Program Completion and Graduation
If you’re nearing the completion of your graduate degree at UBC’s Okanagan campus, you’re getting ready to graduate!
In order for your program to be considered complete, you must have completed all program requirements as listed in the Academic Calendar and all grades must be entered. For thesis-based students, this includes successfully defending your thesis/dissertation, submitting all documentation to Graduate Studies, successfully uploading your thesis to cIRcle, and meeting all formatting requirements.
Master’s Thesis: For complete scheduling and approval deadlines go to the Scheduling Timelines for Graduation section of the Thesis and Disseration Examination page.
PhD Dissertation: For complete scheduling and approval deadlines go to the Scheduling Timelines for Graduation section of the Thesis and Disseration Examination page.
Final Thesis/Dissertation Approval Deadlines
|Degree Conferral Date||Final Date for Approval|
For thesis-based students, the Final Thesis/Dissertation Approval Deadline is the last day for your uploaded thesis to be approved in cIRcle in order to be considered for the corresponding degree conferral period. All thesis-based students must upload their thesis to cIRcle in order to graduate.
Coursework Only Students
|Degree Conferral Date||Grades Must be Entered by:|
Major Paper/Project Students
Check with your program regarding submission deadlines. All grades must be entered by the dates listed under the “Coursework Only Students” section.
Fees Payable Upon Completion of Degree
No student will receive a degree parchment until all outstanding tuition and student fees have been paid in full. Tuition and student fees are due in September, January, and May for graduate students.
Student fees are not prorated. Candidates who have paid more than the minimum tuition installments for their degree will have their tuition fees prorated to the end of the month in which the Dean of the College of Graduate Studies confirms that all degree requirements have been completed.
You must make a formal application for degree conferral via the Student Service Centre (SSC).
You may apply for degree conferral before the final thesis is approved; however, your application will not be approved unless all degree requirements are completed by the posted deadlines below.
Please note: as part of the application process, you will be able to indicate whether or not you will be attending the graduation ceremony. The graduation ceremony occurs annually in June. You must apply regardless of whether or not you plan to participate in the graduation ceremonies.
You can check your application status online through the Student Service Centre (SSC).
|Degree Conferral Date||Applications Begin||Final Application Deadline|
|February||November 1st||January 15th|
|May||January 16th||April 15th|
|September||June 1st||August 31st|
|November||September 1st||October 15th|
If you do not apply by the posted deadline, you will need to apply for the next available degree conferral period.
The College of Graduate Studies confirms each student’s eligibility for degree conferral and recommends the names of the successful applicants to be presented to Senate.
Students may have their degrees conferred in either February, May, September or November annually. A graduation ceremony is only held in June, so students who choose to have their degrees conferred in February, September, or November will be invited to participate in the June ceremony.

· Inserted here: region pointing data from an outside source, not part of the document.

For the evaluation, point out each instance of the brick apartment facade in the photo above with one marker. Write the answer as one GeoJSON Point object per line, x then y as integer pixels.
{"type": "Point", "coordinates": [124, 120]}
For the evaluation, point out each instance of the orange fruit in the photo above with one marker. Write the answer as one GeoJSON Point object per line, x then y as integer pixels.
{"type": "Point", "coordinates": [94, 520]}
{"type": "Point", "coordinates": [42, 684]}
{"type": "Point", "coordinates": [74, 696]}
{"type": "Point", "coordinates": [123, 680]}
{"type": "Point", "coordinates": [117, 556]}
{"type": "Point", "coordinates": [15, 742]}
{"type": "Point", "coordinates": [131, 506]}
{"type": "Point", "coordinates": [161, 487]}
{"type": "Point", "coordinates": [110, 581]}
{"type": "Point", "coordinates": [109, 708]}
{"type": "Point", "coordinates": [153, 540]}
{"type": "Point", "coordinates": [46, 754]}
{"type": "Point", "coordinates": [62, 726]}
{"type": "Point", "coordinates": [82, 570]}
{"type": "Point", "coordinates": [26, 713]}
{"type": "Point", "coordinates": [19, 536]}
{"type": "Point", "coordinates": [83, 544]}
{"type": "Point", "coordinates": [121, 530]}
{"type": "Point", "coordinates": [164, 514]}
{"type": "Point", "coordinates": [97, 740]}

If you have any questions regarding your degree parchment, please contact email@example.com
Congratulations on approaching the completion of your degree program! Earning a graduate degree is a great achievement, and the Graduation ceremonies at UBC Okanagan celebrate the success and contributions of all our new graduates. The graduation ceremony occurs in June only.
You can find out all the details of your ceremony at Graduation at UBC Okanagan including:
- date and approximate time
- gown rental
- obtaining tickets
- photographs and videos
- general ceremony instructions
Doctoral students are the University’s top students, earning the highest degree bestowed by UBC and contributing to the institution and the world through their research. In recognition of the accomplishments of its doctoral graduates, UBC has instituted the reading of doctoral citations during graduation ceremonies.
What is a doctoral citation?
The citation should summarize, in lay language and a maximum of 350 characters, the nature of the independent research, the contribution to knowledge made by the candidate in the dissertation, and the intellectual and/or practical value of the work. The citation is read during the hooding for each doctoral graduate at the convocation ceremony. The title of the dissertation is not read out.
How do I submit the doctoral citation?
You can submit the doctoral citation via the Student Service Centre when you apply to graduate or you can submit the doctoral citation to firstname.lastname@example.org.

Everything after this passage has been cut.